An Aer Lingus flight carrying more than 180 passengers had to make an emergency landing Dublin Airport shortly after take off yesterday — the third such incident in a week.
It is understood the crew had to shut down one of the jet’s two engines after reporting a problem shortly after take-off.
Fight EI-490 had departed for Faro in Portugal with 181 passengers and crew, when the pilots detected an issue with the Airbus A321’s number 2 engine.
It is understood the crew reported vibrations in the engine soon after departure.
The flight returned to Dublin Airport and was able to vacate the runway under its own power. Accompanied by fire and rescue vehicles, the jet continued to the terminal where engineers were waiting to investigate the matter.

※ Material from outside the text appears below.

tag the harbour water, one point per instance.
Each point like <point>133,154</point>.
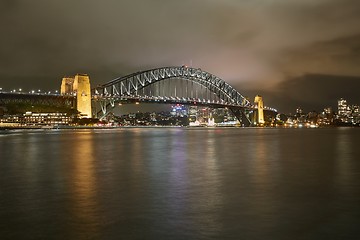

All passengers disembarked and were accommodated on a later flight.
The emergency landing was the third incident for the airline within a week.
Last Saturday, a flight bound for Munich was forced to return to Dublin shortly after it took off at 7.30am. Flight EI-352 had 148 passengers and crew on board.
A few minutes after take-off, the crew contacted air traffic controllers to advise of a problem. The pilot informed controllers: “We have a slight problem here in the cabin and we’d like to level off.”
The Airbus A320-200 jet levelled off at 16,000ft and flew two circuits over the Irish Sea to allow the crew to assess the problem and reduce altitude before returning to the airport.
There was confusion over whether there was smoke in the cockpit or fumes in the passenger cabin. The plane landed safely at Dublin at 8.02am and continued to the terminal where passengers disembarked.
Airport crash crews were standing by for the aircraft and remained with the plane for a time after it.
Aer Lingus said all passengers were accommodated on later flights.
Meanwhile, last Monday, an Aer Lingus flight leaving JFK Airport in New York had to return to make an emergency landing
Flight EI110, carrying 115 passengers, returned to the airport after the pilots received a failure notification in relation to the jet’s hydraulic system and landing gear.
An audio recording of the communications between the pilot and Air Traffic Control at JFK revealed the pilot informing the airport of the possibility of having to return.
“We do have a technical issue here — we lost our hydraulic system, one hydraulic system so we are going to have to return to Kennedy at some stage, not quite yet,” said the pilot.